I think his closeness to the Mexican people and his ability to show them in their day-to-day situations and especially in their exploitation by ranch owners, loggers, and oil companies are what made him such a big hit with German working-class readers in the 1920s and 30s. What, after all, did they know about Mexico up until then?

Can you tell me a bit about the world of B. Traven research? There are so many obsessive Traven scholars, both amateur and published.
The first and most important Traven scholar, the one who paved the way for all the others, was a man living in Leipzig in the (then) German Democratic Republic, aka East Germany. Rolf Recknagel’s book B. Traven: Beiträge zur Biographie was published in 1966, when Traven was still alive. Recknagel workedunder very difficult conditions, one of which was that it was nearly impossible to travel outside the GDR at that time, and he certainly could never have afforded to go to Mexico. Yet he was the first to establish the Traven-Marut connection, which was recognized by all the researchers who came after him. When Traven died in 1969, many of Recknagel’s theories were vindicated by information that Traven’s wife made public.

Standing on Recknagel’s shoulders was Karl Guthke, a Harvard professor who has published the most comprehensive Traven biography yet: a large, heavy tome of 840 pages titled B. Traven: Biographie eines Rätsels (1987). It was translated into English and published in 1991 under the title B. Traven: The Life Behind the Legends.

Gerd Heidemann, whose massive research collection of 93 ring binders on B. Traven is here at UC Riverside Libraries, pursued the Traven identity doggedly all through the 1960s. He did go to Mexico more than once, and he tracked down Hal Croves, even successfully photographing him a few times and actually interviewing him. He also followed all possible Ret Marut leads and tried to go back in Ret Marut’s life to his origins but was unsuccessful.
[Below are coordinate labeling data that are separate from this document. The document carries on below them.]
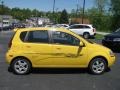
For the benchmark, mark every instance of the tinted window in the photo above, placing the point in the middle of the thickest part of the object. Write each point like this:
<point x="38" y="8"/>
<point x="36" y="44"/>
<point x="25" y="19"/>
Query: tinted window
<point x="77" y="27"/>
<point x="86" y="27"/>
<point x="64" y="38"/>
<point x="22" y="35"/>
<point x="38" y="36"/>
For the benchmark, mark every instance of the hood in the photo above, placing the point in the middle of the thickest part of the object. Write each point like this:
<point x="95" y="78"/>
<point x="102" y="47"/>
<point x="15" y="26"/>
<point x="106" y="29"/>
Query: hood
<point x="113" y="35"/>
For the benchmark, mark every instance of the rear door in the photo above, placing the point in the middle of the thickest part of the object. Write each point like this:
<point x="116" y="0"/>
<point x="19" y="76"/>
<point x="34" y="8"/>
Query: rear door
<point x="37" y="47"/>
<point x="66" y="50"/>
<point x="78" y="29"/>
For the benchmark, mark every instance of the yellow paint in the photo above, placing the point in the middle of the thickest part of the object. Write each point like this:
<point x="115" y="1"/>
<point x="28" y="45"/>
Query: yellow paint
<point x="56" y="55"/>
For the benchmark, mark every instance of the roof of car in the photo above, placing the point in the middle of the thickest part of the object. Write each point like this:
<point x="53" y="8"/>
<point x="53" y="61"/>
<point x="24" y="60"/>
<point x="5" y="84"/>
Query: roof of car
<point x="82" y="24"/>
<point x="41" y="28"/>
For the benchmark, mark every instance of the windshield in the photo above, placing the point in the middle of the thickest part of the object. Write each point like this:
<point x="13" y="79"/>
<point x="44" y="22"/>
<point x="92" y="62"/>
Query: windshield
<point x="117" y="31"/>
<point x="85" y="39"/>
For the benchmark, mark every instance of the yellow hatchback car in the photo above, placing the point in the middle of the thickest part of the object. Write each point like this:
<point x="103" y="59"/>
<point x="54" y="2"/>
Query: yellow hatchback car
<point x="55" y="48"/>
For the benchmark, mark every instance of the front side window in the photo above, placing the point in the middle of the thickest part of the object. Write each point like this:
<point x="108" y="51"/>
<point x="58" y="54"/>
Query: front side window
<point x="38" y="36"/>
<point x="64" y="38"/>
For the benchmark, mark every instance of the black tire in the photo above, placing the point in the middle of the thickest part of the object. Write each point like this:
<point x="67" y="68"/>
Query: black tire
<point x="21" y="66"/>
<point x="86" y="35"/>
<point x="97" y="66"/>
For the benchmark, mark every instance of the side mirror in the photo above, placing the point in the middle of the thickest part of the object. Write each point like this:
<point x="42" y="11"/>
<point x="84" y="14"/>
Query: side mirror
<point x="81" y="44"/>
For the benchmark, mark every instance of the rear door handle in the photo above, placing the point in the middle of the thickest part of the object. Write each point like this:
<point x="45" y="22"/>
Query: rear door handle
<point x="28" y="46"/>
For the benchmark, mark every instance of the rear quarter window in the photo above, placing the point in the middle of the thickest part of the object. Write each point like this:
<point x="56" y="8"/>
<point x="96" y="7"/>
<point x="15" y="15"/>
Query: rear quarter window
<point x="23" y="35"/>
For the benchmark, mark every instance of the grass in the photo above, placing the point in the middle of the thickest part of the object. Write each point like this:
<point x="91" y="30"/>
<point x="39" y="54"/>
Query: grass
<point x="99" y="36"/>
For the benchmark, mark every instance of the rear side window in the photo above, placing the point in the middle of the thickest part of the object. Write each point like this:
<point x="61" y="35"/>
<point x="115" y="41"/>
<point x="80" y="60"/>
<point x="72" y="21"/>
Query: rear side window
<point x="38" y="37"/>
<point x="64" y="38"/>
<point x="77" y="27"/>
<point x="23" y="35"/>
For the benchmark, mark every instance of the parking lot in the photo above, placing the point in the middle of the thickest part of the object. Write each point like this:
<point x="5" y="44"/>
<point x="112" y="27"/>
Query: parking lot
<point x="56" y="79"/>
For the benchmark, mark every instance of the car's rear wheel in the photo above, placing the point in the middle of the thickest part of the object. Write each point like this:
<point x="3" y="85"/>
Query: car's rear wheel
<point x="86" y="35"/>
<point x="21" y="66"/>
<point x="98" y="66"/>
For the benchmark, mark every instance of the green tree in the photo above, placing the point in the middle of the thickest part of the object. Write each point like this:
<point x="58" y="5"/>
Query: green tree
<point x="64" y="17"/>
<point x="115" y="7"/>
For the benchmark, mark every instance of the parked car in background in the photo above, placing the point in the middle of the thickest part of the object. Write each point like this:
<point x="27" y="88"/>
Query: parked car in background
<point x="55" y="48"/>
<point x="86" y="30"/>
<point x="63" y="25"/>
<point x="112" y="40"/>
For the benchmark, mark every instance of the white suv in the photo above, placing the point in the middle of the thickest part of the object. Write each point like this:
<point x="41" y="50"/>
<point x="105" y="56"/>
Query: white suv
<point x="86" y="30"/>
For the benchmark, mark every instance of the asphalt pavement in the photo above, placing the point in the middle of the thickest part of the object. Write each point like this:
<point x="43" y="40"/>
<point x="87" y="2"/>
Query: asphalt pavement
<point x="56" y="79"/>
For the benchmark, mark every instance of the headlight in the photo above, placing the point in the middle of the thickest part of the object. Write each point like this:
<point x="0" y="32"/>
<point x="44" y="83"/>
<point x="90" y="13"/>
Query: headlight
<point x="111" y="54"/>
<point x="116" y="39"/>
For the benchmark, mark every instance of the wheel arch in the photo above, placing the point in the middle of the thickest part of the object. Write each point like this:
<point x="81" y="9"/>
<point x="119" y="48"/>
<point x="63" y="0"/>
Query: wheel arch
<point x="21" y="57"/>
<point x="98" y="57"/>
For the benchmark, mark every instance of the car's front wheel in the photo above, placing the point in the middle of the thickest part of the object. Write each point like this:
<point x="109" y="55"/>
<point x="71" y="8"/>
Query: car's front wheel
<point x="97" y="66"/>
<point x="21" y="66"/>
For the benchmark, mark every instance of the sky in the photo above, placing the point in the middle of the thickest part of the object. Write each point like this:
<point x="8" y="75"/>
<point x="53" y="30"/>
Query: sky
<point x="47" y="5"/>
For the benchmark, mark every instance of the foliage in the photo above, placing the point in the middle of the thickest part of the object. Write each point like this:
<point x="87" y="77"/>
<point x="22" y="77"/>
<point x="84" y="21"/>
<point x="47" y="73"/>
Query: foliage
<point x="64" y="17"/>
<point x="115" y="7"/>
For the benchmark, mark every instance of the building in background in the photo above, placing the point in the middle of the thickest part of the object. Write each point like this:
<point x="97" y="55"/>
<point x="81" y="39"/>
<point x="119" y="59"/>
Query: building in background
<point x="79" y="21"/>
<point x="5" y="20"/>
<point x="37" y="21"/>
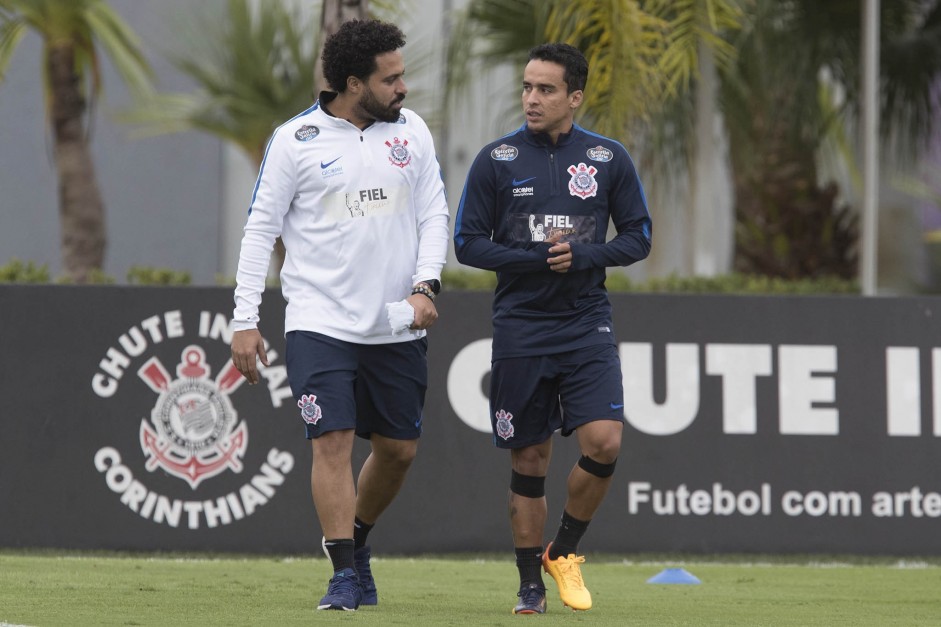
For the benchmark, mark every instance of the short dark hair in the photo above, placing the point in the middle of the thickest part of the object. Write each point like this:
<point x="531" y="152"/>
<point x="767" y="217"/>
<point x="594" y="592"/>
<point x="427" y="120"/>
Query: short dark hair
<point x="352" y="50"/>
<point x="570" y="58"/>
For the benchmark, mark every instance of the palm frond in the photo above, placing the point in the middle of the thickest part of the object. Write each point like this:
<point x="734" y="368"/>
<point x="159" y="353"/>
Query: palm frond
<point x="253" y="70"/>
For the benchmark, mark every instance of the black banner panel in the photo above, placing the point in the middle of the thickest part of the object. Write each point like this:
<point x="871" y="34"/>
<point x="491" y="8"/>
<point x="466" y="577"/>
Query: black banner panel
<point x="752" y="424"/>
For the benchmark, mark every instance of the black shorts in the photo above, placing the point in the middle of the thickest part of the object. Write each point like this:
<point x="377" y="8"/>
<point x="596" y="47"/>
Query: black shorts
<point x="532" y="397"/>
<point x="372" y="388"/>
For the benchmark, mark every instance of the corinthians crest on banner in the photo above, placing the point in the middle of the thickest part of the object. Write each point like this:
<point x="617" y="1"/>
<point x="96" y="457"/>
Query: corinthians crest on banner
<point x="192" y="432"/>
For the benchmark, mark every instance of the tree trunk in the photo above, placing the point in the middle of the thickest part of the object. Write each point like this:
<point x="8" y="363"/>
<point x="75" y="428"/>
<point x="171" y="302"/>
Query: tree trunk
<point x="333" y="13"/>
<point x="81" y="210"/>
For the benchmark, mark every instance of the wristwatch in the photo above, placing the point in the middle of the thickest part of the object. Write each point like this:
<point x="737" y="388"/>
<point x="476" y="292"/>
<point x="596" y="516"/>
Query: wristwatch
<point x="434" y="284"/>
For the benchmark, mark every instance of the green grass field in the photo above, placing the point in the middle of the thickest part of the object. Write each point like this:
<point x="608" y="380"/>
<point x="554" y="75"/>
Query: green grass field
<point x="46" y="588"/>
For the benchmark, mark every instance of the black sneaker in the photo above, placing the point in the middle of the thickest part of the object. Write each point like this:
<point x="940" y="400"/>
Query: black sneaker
<point x="532" y="599"/>
<point x="344" y="592"/>
<point x="366" y="583"/>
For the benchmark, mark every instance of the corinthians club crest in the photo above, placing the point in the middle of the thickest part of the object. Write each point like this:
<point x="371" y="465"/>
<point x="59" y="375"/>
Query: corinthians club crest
<point x="192" y="433"/>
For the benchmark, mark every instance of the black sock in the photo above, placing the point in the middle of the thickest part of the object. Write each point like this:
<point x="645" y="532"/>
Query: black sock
<point x="341" y="553"/>
<point x="360" y="531"/>
<point x="529" y="563"/>
<point x="570" y="533"/>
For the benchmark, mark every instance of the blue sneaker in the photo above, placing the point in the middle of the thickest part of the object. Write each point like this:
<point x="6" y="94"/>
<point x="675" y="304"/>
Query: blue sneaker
<point x="343" y="593"/>
<point x="532" y="599"/>
<point x="366" y="583"/>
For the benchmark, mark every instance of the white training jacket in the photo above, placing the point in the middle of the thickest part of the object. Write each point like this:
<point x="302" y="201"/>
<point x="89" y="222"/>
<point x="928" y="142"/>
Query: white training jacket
<point x="363" y="217"/>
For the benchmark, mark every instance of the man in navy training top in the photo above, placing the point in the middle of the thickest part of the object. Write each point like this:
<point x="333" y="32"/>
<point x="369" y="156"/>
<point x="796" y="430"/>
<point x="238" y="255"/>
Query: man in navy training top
<point x="535" y="209"/>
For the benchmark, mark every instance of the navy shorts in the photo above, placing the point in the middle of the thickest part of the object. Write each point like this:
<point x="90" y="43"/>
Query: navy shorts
<point x="532" y="397"/>
<point x="371" y="388"/>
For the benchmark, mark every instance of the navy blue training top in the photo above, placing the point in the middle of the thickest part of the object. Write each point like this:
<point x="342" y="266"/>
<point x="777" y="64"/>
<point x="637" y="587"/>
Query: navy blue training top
<point x="520" y="190"/>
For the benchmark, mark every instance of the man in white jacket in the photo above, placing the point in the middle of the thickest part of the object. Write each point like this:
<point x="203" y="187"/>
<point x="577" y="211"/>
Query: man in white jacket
<point x="353" y="188"/>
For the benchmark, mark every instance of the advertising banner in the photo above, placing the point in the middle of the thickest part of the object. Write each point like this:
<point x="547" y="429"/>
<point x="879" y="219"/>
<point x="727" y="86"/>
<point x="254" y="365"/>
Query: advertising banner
<point x="752" y="424"/>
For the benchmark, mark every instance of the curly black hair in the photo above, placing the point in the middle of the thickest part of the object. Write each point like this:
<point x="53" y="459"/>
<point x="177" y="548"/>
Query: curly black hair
<point x="569" y="57"/>
<point x="352" y="50"/>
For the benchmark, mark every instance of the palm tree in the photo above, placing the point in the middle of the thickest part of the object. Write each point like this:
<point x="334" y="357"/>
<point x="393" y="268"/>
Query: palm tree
<point x="780" y="107"/>
<point x="252" y="69"/>
<point x="74" y="32"/>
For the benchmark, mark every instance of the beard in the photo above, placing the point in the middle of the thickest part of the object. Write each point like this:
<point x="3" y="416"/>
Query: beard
<point x="378" y="111"/>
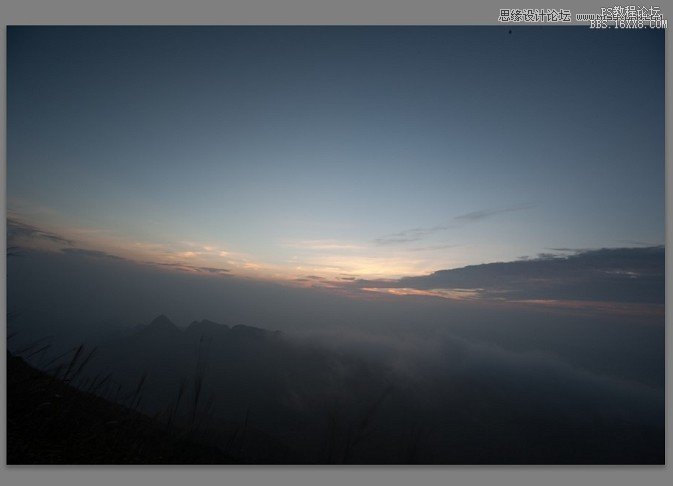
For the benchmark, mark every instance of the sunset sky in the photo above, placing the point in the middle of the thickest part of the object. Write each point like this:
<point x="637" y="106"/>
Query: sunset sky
<point x="380" y="152"/>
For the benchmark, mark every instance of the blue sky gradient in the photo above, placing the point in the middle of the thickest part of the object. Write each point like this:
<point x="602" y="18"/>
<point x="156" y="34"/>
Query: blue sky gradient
<point x="365" y="151"/>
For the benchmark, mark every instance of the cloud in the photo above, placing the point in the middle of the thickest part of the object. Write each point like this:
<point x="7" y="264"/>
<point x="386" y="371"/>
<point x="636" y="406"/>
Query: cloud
<point x="420" y="233"/>
<point x="410" y="235"/>
<point x="18" y="230"/>
<point x="484" y="214"/>
<point x="90" y="253"/>
<point x="633" y="275"/>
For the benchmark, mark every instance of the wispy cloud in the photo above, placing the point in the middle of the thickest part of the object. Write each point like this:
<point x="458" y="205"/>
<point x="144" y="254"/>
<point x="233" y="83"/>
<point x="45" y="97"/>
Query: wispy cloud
<point x="420" y="233"/>
<point x="18" y="230"/>
<point x="633" y="275"/>
<point x="410" y="235"/>
<point x="321" y="245"/>
<point x="475" y="216"/>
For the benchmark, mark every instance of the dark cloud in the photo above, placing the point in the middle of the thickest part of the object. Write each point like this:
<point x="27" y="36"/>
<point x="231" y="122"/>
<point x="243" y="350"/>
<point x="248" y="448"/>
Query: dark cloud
<point x="615" y="274"/>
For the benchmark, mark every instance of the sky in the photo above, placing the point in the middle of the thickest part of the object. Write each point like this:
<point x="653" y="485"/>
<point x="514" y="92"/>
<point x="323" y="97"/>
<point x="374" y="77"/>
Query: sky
<point x="365" y="152"/>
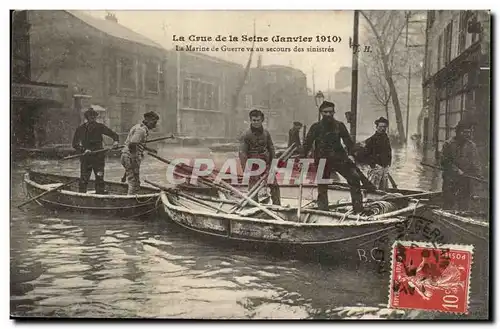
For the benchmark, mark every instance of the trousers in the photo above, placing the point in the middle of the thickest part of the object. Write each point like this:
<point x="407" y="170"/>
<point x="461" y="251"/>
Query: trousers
<point x="88" y="164"/>
<point x="457" y="192"/>
<point x="347" y="170"/>
<point x="132" y="165"/>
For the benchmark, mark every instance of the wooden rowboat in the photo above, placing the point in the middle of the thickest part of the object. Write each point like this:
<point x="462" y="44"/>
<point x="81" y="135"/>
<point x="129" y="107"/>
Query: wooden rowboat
<point x="335" y="231"/>
<point x="116" y="203"/>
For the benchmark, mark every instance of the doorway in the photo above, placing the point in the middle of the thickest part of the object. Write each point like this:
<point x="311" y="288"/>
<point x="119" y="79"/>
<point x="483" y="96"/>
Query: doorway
<point x="23" y="117"/>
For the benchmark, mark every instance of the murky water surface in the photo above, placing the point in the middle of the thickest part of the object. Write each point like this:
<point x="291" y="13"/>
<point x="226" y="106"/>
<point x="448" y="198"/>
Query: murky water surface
<point x="85" y="266"/>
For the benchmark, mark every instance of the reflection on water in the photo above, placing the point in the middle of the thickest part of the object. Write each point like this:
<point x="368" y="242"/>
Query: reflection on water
<point x="86" y="266"/>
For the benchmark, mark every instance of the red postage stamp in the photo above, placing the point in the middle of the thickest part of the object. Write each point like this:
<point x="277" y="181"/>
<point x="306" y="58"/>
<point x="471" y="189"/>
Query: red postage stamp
<point x="429" y="277"/>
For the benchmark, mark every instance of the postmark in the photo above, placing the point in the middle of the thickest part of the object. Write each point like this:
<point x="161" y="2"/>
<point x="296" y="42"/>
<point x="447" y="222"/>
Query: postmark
<point x="427" y="277"/>
<point x="416" y="226"/>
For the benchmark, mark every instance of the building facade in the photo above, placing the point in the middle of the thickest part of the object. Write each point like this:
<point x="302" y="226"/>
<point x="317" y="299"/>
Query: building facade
<point x="200" y="91"/>
<point x="456" y="82"/>
<point x="29" y="99"/>
<point x="103" y="64"/>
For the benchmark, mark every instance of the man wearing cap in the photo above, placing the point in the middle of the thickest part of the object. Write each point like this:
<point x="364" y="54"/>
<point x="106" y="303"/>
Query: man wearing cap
<point x="294" y="136"/>
<point x="378" y="154"/>
<point x="133" y="151"/>
<point x="459" y="157"/>
<point x="256" y="143"/>
<point x="88" y="138"/>
<point x="327" y="135"/>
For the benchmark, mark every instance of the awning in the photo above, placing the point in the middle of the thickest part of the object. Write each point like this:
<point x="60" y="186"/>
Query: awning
<point x="38" y="92"/>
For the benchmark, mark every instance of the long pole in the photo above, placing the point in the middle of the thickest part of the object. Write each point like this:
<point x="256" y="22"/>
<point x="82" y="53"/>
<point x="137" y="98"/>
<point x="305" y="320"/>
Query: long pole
<point x="408" y="104"/>
<point x="178" y="92"/>
<point x="354" y="80"/>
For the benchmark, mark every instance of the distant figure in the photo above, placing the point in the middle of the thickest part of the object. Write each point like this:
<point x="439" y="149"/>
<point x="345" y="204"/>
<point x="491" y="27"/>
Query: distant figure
<point x="348" y="117"/>
<point x="378" y="154"/>
<point x="459" y="157"/>
<point x="294" y="137"/>
<point x="88" y="138"/>
<point x="133" y="152"/>
<point x="256" y="143"/>
<point x="328" y="135"/>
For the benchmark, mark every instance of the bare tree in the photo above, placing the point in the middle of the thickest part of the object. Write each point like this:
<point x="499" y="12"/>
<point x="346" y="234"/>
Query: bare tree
<point x="378" y="87"/>
<point x="387" y="28"/>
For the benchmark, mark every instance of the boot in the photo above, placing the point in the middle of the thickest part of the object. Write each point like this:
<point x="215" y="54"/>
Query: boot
<point x="323" y="197"/>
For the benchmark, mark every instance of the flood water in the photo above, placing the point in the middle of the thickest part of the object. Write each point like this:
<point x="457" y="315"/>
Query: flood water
<point x="67" y="265"/>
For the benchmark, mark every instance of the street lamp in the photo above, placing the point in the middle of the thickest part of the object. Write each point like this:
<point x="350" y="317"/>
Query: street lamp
<point x="319" y="99"/>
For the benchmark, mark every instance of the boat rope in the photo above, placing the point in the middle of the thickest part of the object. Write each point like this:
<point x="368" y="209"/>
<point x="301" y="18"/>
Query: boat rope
<point x="145" y="201"/>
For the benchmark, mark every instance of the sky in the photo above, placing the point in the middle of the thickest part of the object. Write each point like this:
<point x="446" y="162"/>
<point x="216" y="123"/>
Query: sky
<point x="161" y="26"/>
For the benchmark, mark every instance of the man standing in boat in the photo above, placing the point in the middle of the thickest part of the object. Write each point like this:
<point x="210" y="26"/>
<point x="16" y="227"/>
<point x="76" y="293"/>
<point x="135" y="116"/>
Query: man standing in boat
<point x="133" y="151"/>
<point x="327" y="135"/>
<point x="88" y="138"/>
<point x="459" y="157"/>
<point x="378" y="154"/>
<point x="294" y="136"/>
<point x="256" y="143"/>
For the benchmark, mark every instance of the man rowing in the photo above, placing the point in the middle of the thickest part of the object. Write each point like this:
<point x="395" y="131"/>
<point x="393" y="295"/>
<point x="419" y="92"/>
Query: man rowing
<point x="88" y="138"/>
<point x="327" y="135"/>
<point x="256" y="143"/>
<point x="133" y="150"/>
<point x="459" y="158"/>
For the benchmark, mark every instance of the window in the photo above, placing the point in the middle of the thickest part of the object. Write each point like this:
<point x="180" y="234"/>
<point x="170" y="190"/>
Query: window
<point x="127" y="117"/>
<point x="447" y="43"/>
<point x="432" y="16"/>
<point x="127" y="77"/>
<point x="248" y="101"/>
<point x="152" y="76"/>
<point x="151" y="107"/>
<point x="197" y="94"/>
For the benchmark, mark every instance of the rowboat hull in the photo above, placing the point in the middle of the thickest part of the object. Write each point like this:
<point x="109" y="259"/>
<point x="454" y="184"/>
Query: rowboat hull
<point x="323" y="233"/>
<point x="117" y="203"/>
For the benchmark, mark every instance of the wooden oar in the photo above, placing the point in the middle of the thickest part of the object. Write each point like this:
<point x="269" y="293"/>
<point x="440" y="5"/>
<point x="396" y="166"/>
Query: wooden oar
<point x="366" y="182"/>
<point x="201" y="178"/>
<point x="416" y="195"/>
<point x="300" y="196"/>
<point x="116" y="148"/>
<point x="251" y="201"/>
<point x="260" y="183"/>
<point x="48" y="192"/>
<point x="187" y="196"/>
<point x="464" y="175"/>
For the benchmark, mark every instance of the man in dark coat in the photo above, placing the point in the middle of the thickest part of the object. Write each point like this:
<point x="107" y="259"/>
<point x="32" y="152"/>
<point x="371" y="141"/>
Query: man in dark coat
<point x="256" y="143"/>
<point x="459" y="157"/>
<point x="378" y="154"/>
<point x="328" y="135"/>
<point x="133" y="151"/>
<point x="88" y="138"/>
<point x="294" y="136"/>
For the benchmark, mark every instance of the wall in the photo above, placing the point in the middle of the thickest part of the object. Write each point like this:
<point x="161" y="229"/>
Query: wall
<point x="197" y="74"/>
<point x="68" y="51"/>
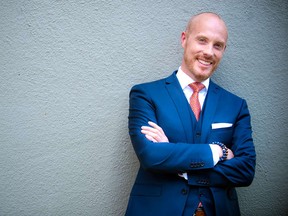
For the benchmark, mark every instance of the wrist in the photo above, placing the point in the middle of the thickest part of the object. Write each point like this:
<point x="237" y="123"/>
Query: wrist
<point x="224" y="151"/>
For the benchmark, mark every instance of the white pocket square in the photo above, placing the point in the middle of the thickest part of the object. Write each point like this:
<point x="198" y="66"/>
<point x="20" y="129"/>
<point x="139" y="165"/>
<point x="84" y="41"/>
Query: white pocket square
<point x="221" y="125"/>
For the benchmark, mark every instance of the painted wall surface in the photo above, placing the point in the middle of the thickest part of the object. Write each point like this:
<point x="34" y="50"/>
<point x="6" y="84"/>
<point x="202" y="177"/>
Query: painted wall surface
<point x="66" y="71"/>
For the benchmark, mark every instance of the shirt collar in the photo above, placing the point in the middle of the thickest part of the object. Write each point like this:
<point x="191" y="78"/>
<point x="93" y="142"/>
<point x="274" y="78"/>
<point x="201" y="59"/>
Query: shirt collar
<point x="185" y="80"/>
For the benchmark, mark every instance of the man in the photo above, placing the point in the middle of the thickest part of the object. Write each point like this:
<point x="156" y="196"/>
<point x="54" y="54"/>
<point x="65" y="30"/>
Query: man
<point x="191" y="162"/>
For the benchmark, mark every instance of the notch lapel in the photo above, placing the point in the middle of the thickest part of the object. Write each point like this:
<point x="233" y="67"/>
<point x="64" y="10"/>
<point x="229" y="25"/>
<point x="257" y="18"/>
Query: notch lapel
<point x="176" y="93"/>
<point x="209" y="110"/>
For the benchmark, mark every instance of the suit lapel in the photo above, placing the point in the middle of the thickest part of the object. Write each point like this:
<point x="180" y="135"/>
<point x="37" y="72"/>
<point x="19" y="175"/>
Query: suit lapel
<point x="209" y="109"/>
<point x="176" y="93"/>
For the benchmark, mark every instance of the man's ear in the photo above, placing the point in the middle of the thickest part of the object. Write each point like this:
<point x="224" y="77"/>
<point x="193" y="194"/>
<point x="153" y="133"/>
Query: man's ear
<point x="183" y="38"/>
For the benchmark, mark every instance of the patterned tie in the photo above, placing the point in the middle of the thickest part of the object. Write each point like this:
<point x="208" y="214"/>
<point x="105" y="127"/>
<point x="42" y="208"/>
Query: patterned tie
<point x="194" y="101"/>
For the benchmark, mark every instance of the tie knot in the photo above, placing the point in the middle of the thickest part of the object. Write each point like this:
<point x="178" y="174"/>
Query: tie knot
<point x="196" y="86"/>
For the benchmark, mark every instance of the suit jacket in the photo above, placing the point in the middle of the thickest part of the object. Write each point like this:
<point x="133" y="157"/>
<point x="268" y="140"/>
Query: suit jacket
<point x="158" y="190"/>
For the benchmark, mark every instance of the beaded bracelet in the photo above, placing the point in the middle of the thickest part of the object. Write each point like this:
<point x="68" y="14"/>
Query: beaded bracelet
<point x="224" y="149"/>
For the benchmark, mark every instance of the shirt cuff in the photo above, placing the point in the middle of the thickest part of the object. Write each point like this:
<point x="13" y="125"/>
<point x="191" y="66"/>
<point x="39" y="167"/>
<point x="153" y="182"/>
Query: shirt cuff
<point x="215" y="153"/>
The question of who Ret Marut was before about 1912 has never been solved. His birth date is guessed to be around 1880. The English writer Will Wyatt (The Man Who Was B. Traven, 1980) attempted to prove that Marut was originally a man named Otto Feige, born in Schwiebus, Germany, now Poland. This theory is not widely accepted, though. I have recently worked with a German researcher who wanted to delve deeper into this theory with the help of our collections, specifically the very early Ret Marut papers here at Special Collections & Archives.

So, back to the will Traven left under the name Traven Torsvan Croves. Does it contain any more clues, or is it subterfuge?
The will states that he was “born in Chicago, Illinois on May 3, 1890, son of Burton Torsvan and Dorothy Croves Torsvan, both deceased.” I have heard of no one who believes any of that information is true.